Saturday, March 19, 2011

"Not Ideas About The Thing But The Thing Itself"

Earlier this week, I noted that two of my favorite Wallace Stevens poems are set in March.  The first of those poems was "Vacancy in the Park."  Today I give you the second.  Again, this is one of Stevens's late poems.  In fact, it is the final poem in his final book (his Collected Poems), which was published in 1954 -- the year before his death.

I suspect that Stevens seldom did anything without due deliberation.  He was, after all, a lawyer who worked for an insurance company (the Hartford Accident and Indemnity Company) for nearly 40 years.  Hence, although Stevens is much too complex for me to suggest that a single poem sums up him or his thousands of lines of poetry, the fact that he chose this poem as his final published words bears consideration.

     Not Ideas About the Thing But the Thing Itself

At the earliest ending of winter,
In March, a scrawny cry from outside
Seemed like a sound in his mind.

He knew that he heard it,
A bird's cry, at daylight or before,
In the early March wind.

The sun was rising at six,
No longer a battered panache above snow . . .
It would have been outside.

It was not from the vast ventriloquism
Of sleep's faded papier-mache . . .
The sun was coming from outside.

That scrawny cry -- it was
A chorister whose c preceded the choir.
It was part of the colossal sun,

Surrounded by its choral rings,
Still far away.  It was like
A new knowledge of reality.

Wallace Stevens, The Rock, in Collected Poems (1954).

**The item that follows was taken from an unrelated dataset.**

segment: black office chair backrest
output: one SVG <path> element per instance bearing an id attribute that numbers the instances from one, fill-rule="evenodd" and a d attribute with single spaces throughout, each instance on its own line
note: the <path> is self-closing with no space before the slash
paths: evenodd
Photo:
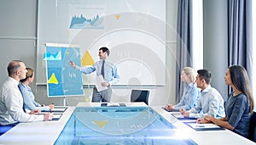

                                 Paul Drury, "March Morning" (1933)    

2 comments:

From My Easy Chair said...

Since this was his last published poem, in the last line it's as though Stevens is saying that death is "A new knowledge of reality." Interesting concept.

Stephen Pentz said...

From My Easy Chair: as always, thank you for stopping by, and for the thought on the poem. Here is another possibility as well: in his final years, Stevens seemed to have second thoughts about whether he had lived his life too abstractly (hence the poem "First Warmth", which I have posted previously); thus, he may be suggesting that paying closer attention to the bird and the sun and other things "outside" is the "new knowledge of reality." But, with Stevens, who knows?